Every POCT program must have a comprehensive QA plan in place with corrective actions for monitors that are found to be unsatisfactory. An appropriate QA program will include periodic monitors of all of the following:
- Personnel records, to include verification of qualifications with a diploma or transcript, initial training records for all testing methods performed, and competency assessment at the time of hire, 6 months post-hire, 1-year post-hire, and annually after that, as required by the complexity of method for compliance and accreditation. Records should also include OSHA training and verification of hepatitis B vaccination or declination. The annual review of these records should be part of the QA plan.
- QC records and environmental conditions, such as temperature, humidity, and centrifuge cleaning, should be reviewed at least monthly.
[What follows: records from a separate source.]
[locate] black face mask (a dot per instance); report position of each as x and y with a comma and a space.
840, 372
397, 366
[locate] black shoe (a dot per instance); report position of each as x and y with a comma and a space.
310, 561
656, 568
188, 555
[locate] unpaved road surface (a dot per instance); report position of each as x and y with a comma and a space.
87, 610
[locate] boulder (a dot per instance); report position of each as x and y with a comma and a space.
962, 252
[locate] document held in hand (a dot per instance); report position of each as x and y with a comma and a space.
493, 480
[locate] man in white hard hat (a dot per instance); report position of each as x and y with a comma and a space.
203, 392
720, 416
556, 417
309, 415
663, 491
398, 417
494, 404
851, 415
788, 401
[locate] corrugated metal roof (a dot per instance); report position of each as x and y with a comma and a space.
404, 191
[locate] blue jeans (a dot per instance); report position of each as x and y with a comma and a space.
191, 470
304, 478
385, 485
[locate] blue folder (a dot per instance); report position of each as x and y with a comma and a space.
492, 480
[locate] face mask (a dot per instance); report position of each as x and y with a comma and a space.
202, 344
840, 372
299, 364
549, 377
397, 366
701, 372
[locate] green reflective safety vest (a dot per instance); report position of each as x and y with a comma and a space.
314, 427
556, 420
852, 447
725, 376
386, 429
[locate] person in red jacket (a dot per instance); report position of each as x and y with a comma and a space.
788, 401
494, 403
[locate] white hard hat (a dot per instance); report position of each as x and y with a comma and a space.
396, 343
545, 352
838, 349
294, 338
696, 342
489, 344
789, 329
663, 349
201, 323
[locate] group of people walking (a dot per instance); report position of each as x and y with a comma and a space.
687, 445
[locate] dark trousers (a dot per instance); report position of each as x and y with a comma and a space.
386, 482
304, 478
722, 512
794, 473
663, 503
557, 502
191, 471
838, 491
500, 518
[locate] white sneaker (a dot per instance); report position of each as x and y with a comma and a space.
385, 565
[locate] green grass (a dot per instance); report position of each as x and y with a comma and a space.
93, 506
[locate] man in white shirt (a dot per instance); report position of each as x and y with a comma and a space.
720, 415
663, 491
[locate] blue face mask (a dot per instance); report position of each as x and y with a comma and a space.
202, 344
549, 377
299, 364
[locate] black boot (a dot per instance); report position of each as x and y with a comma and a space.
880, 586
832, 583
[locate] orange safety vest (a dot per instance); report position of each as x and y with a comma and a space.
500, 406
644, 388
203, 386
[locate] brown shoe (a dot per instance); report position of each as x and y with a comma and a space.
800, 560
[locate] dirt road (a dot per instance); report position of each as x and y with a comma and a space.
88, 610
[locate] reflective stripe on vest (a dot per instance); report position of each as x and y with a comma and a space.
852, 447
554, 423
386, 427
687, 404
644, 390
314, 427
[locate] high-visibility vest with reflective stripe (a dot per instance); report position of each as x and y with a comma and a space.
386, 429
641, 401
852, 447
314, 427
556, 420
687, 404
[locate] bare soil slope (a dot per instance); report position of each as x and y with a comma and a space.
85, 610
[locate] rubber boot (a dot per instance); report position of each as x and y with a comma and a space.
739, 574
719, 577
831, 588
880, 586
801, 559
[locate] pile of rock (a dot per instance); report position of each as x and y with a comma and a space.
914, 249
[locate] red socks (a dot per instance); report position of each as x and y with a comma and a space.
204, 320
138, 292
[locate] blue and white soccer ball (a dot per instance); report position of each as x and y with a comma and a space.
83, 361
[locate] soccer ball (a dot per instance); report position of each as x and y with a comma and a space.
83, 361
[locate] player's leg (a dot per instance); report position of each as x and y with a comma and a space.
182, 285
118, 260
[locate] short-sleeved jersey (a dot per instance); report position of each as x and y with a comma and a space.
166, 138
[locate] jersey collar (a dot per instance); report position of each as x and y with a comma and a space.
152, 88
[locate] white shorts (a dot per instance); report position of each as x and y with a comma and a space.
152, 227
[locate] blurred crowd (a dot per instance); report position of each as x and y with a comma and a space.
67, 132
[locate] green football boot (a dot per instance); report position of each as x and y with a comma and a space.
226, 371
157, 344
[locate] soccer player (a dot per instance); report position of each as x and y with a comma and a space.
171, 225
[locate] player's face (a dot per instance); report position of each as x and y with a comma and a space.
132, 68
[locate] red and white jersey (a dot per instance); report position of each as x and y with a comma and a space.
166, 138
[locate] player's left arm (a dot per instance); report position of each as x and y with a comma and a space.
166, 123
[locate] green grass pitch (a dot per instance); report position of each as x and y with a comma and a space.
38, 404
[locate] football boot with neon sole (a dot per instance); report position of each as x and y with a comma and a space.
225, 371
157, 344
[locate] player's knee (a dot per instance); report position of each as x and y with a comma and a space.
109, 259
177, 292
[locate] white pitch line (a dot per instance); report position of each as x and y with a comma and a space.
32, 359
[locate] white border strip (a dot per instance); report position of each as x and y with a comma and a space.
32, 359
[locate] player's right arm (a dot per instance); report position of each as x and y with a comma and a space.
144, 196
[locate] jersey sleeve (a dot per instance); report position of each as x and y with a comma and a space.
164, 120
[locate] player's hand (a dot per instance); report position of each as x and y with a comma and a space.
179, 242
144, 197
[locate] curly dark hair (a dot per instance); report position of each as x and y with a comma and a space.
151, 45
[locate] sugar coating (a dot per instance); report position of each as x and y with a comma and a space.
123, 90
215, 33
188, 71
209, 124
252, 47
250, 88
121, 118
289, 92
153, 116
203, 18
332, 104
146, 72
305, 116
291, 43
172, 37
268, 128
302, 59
- Review and corrective action if the test method, state, or accrediting agency requires proficiency testing (PT). This review should be conducted after each event has been completed.
- Tracking of testing performed.
- Annual or biennial policy review by appropriate personnel, as required for compliance and accreditation.
- Review and determine the completion of corrective action for incident reports and affected patients.
- Periodic review of communications between staff members and administration.
- Periodic review of sample collection, labeling, and documentation.
The integration of the laboratory staff into the quality assessment plan for the POCT system expands from the laboratory operation to the bedside. It continues to incorporate the laboratory staff directly into the patient-centered care approach.